Henry Stone Music

Bill Cosford On TK Records: “Surging On The Pop Charts” (Miami Herald 1975)

Bill Cosford has his own building at the University of Miami, the Bill Cosford Cinema. But decades before it was built, he was a newspaper writer at the Miami Herald. Check out this great article he wrote on TK Records and the original “Miami Sound” on August 24, 1975. The “Miami Sound” is a force of global dance music created by Henry Stone’s various record labels throughout the 1960’s and 70’s. The uptempo, Caribbean-rhythm-driven, style of aggressive American R&B sold most, but the collective was diverse as the musicians at the studio. From soul, to funk, to blues, to gospel, country, jazz, rock, electronic, r&b, and more, the TK Records sound was a mix as magic as Miami.

 

Publication: The Miami Herald
Date: Sunday August 24, 1975
Summary: At a dingy studio near the airport a soulful stable of performers has created a style of music that is surging on the pop charts.

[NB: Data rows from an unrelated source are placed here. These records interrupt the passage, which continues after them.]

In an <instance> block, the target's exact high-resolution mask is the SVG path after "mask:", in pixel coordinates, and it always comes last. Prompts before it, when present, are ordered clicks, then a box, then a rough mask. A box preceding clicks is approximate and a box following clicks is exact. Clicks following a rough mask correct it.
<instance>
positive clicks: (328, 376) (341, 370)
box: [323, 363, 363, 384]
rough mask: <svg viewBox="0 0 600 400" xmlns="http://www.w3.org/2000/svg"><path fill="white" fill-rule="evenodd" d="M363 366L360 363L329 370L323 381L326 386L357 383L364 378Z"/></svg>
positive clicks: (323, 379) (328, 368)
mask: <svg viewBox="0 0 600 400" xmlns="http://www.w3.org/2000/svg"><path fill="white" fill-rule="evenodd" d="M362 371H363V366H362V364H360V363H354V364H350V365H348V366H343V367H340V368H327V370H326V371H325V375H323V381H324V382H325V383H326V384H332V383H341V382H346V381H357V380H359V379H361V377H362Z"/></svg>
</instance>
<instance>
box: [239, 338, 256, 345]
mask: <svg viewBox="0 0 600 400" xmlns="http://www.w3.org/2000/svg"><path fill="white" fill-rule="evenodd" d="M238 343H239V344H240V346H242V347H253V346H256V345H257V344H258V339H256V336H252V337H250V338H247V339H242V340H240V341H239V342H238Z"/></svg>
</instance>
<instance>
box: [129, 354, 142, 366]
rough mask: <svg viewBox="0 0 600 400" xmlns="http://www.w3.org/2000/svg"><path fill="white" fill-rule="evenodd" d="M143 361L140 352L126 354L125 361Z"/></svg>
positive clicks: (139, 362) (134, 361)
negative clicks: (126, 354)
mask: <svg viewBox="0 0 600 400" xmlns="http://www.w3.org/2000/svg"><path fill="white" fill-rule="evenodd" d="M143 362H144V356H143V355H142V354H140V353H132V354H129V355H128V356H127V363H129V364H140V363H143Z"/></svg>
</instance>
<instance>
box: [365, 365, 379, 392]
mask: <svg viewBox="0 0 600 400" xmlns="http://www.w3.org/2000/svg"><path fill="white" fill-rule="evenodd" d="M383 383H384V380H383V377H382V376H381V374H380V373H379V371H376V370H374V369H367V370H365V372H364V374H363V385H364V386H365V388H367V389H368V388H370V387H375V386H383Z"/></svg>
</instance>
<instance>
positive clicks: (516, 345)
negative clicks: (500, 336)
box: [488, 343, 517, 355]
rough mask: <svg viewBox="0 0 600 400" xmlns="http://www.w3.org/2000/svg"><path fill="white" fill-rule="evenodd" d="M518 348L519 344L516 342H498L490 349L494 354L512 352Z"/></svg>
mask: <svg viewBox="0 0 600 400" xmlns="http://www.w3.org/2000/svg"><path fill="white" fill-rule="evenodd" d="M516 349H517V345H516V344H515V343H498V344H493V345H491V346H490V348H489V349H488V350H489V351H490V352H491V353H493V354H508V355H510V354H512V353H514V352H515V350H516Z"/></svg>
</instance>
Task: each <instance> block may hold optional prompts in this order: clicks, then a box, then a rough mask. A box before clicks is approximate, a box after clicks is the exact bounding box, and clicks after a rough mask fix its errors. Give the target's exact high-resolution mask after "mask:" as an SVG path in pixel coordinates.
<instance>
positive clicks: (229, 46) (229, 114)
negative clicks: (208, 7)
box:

Some of the singers are stars, but everybody pulls together. When you’re talking soul records, charting rhythm-and-blues, following the disco sounds, you run into the same names, the shining lights: Motown, Memphis, the Philadelphia Sound, the Miami Sound…The ·what? Miami’s own musical signature, something unique to – and from – the area? Well, the British press thought so as much as a year ago, touting the sound in a series of articles. Here in the States, Rolling Stone conferred legitimacy on the label only last month in a review of Miamian Betty Wright. And the nation’s pop and soul charts are sporting unprecedented numbers of Miami soul and blues artists. Of course, good music coming out of Miami is by no means a new thing….
Photo Montage: KENT BARTON / Miami Herald Staff – Surrounding K.C. and The Sunshine Band, clockwise from bottom left: Latimore, Betty Wright, Gwen McCrae, George McCrae, and Timmy Thomas.